Bima mengangguk, “Yuda bantu bapak geser meja ke pintu, kita gak tau seberapa kejamnya mereka.”
“iya pak.”
Mereka pun menutup rapat semua pintu dan jendela, Nur menyiapkan lilin untuk malam nanti karena lampu akan di matikan selama kejadian ini.

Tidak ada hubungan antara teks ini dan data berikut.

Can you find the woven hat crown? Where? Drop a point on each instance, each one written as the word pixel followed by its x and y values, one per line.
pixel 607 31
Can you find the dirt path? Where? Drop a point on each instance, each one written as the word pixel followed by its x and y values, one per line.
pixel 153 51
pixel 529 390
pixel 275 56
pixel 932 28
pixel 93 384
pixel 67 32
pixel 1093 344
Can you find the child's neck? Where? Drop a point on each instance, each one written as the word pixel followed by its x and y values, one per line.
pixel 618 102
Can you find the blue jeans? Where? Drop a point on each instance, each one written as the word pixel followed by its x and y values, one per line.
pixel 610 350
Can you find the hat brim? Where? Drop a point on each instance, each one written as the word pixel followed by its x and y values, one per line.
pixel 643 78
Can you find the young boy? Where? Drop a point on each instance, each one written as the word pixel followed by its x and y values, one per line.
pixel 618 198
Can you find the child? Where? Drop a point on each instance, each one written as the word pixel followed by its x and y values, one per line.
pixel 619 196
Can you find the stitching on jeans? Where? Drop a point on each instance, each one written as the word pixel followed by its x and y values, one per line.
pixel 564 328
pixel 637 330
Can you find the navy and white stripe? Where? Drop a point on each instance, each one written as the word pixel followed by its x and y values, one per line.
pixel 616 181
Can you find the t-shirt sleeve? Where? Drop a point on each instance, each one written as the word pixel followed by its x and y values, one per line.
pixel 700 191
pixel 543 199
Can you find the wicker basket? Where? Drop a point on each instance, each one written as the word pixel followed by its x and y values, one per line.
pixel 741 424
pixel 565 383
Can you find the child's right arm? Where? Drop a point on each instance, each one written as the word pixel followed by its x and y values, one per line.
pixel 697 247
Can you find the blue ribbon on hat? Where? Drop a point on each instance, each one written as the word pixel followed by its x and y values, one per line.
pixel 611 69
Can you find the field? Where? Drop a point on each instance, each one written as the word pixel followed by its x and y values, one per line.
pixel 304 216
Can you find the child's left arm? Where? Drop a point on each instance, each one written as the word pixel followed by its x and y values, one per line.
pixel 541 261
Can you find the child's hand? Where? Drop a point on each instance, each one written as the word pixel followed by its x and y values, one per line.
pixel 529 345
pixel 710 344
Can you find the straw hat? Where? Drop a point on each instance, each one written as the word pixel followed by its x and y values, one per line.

Untungnya air tetap akan mengalir, selain itu semua akan di matikan.
ARRGGGHHH!!
“Aaahh... !! ibu!!” Yuda tak sengaja mengibas jendela kamarnya menjerit takut hingga terjatuh dari kasur kala melihat manusia mutan nemplok di kaca jendela.
Nur yang tengah hamil besar berlari ke arah Yuda memeluk sang anak berteriak memanggil Bima, “Mas, cepat kemari!!” pinta nya dan tak lama Bima datang bersama Yura. Anak itu bersembunyi di belakang ibunya sementara Bima buru-buru menutup horden di tambah kain agar tidak terlihat ke dalam. Meski ketakutan Bima tetap harus melindungi keluarga kecilnya, setelah itu dia bersandar memandang wajah pias Yuda.
“Udah gapapa, bapak udah tutup kok,” ujarnya mencoba tersenyum.
“M-mas, di sini aman’kan? Nur aja takut, gimana anak-anak.” Ujar Nur bergetar memeluk kedua anaknya.
“Aman kalau kita tidak keluar.” Bima beranjak, “Ayo kita istirahat di ruang tamu aja.” Ajaknya di angguki istri dan anak-anaknya.